William C. Shiel Jr., MD, FACP, FACR
Dr. Shiel received a Bachelor of Science degree with honors from the University of Notre Dame. There he was involved in research in radiation biology and received the Huisking Scholarship. After graduating from St. Louis University School of Medicine, he completed his Internal Medicine residency and Rheumatology fellowship at the University of California, Irvine. He is board-certified in Internal Medicine and Rheumatology.
- Abdominal aortic aneurysm facts
- What is an aneurysm?
- What is an aortic aneurysm?
- What is the thoracic and abdominal aorta?
- Where do aortic aneurysms tend to develop?
- What shape are most aortic aneurysms?
- What is inside an aortic aneurysm?
- Who is most likely to have an abdominal aortic aneurysm?
- What are risk factors for aortic aneurysms?
- What is the most common cause of aortic aneurysms?
- What are other causes of aortic aneurysms?
- What are the symptoms of an abdominal aortic aneurysm?
- How is an abdominal aortic aneurysm diagnosed clinically?
- What tests help in the diagnosis of an abdominal aortic aneurysm?
- What is the natural history of abdominal aortic aneurysms?
- What are the complications with an abdominal aortic aneurysm?
- How are abdominal aortic aneurysms repaired?
- What is done if an abdominal aortic aneurysm threatens to rupture?
- What is the medical management (nonsurgical management) of abdominal aortic aneurysm?
Abdominal aortic aneurysm facts
- An aneurysm is an abnormal area of localized widening of a blood vessel.
- The aorta bulges at the site of an aneurysm like a weak spot on a worn tire.
- Aortic aneurysms are typically spindle-shaped and involve the aorta below the arteries to the kidneys.
- The most common cause of an aneurysm is arteriosclerosis.
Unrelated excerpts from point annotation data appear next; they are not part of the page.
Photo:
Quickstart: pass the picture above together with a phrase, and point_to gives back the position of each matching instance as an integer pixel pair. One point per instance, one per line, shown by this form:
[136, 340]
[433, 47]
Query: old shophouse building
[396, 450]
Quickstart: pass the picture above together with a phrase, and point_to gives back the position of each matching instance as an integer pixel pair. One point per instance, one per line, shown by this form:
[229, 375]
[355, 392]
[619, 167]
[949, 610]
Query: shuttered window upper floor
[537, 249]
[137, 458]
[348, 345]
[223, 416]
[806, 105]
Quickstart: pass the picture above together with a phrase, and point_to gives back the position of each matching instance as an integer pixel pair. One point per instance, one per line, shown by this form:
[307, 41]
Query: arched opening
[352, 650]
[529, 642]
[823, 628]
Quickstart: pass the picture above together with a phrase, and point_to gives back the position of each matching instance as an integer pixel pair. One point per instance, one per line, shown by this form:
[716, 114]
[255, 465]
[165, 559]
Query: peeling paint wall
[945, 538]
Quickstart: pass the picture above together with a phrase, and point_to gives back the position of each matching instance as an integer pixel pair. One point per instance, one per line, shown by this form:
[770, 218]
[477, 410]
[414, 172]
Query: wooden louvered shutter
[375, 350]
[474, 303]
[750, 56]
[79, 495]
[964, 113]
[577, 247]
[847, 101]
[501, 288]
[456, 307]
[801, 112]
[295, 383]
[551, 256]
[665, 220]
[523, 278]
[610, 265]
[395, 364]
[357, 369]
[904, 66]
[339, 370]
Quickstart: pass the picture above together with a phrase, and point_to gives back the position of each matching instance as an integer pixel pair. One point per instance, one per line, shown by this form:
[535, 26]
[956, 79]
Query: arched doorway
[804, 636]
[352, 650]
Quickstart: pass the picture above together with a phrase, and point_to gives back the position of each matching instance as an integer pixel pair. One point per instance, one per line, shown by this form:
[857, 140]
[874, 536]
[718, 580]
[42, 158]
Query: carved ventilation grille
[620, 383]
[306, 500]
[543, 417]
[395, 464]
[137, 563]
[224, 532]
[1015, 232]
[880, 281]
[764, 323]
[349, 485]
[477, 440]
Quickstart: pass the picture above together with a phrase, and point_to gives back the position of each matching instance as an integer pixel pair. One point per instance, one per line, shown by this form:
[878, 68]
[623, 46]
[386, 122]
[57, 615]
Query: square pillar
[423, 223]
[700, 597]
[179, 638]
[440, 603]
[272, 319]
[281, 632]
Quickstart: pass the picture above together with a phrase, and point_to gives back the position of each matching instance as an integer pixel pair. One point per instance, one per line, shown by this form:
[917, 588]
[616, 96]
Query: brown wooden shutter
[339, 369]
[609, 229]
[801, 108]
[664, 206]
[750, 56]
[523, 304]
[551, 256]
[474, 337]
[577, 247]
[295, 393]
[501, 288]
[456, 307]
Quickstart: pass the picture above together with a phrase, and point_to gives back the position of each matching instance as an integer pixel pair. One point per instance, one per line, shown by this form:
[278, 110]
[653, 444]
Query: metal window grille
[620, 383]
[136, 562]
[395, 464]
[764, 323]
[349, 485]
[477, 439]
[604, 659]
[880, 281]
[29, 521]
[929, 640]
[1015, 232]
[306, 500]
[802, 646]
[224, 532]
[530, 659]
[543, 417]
Smoking is a major risk factor.
- Abdominal aortic aneurysms often do not cause symptoms. If they do, they may cause deep boring pain in the lower back or flank. Prominent abdominal pulsations may be present.
- X-rays of the abdomen and other radiologic tests including ultrasound, CT, and MRI may be used in diagnosing and monitoring the aneurysm.
- Rupture of an aortic aneurysm is a catastrophe.
- Repair of the aneurysm can be done by surgery or endovascular stenting.
What is an aneurysm?
An aneurysm is an area of a localized widening (dilation) of a blood vessel. The word "aneurysm" is borrowed from the Greek "aneurysma" meaning "a widening."
What is an aortic aneurysm?
An aortic aneurysm involves the aorta, the major artery that leaves the heart to supply blood to the body. An aortic aneurysm is a dilation or bulging of the aorta.
What is the thoracic and abdominal aorta?
The aorta is the large artery that exits the heart and delivers blood to the body. It begins at the aortic valve that separates the left ventricle of the heart from the aorta and prevents blood from leaking back into the heart after a contraction, when the heart pumps blood. The various sections of the aorta are named based upon the relation to the heart and the location in the body. Thus, the beginning of the aorta is referred to as the ascending aorta, followed by the arch of the aorta, then the descending aorta. The portion of the aorta that is located in the chest (thorax) is referred to as the thoracic aorta, while the abdominal aorta is located in the abdomen. The abdominal aorta extends from the diaphragm to the mid-abdomen where it splits into the iliac arteries that supply the legs with blood.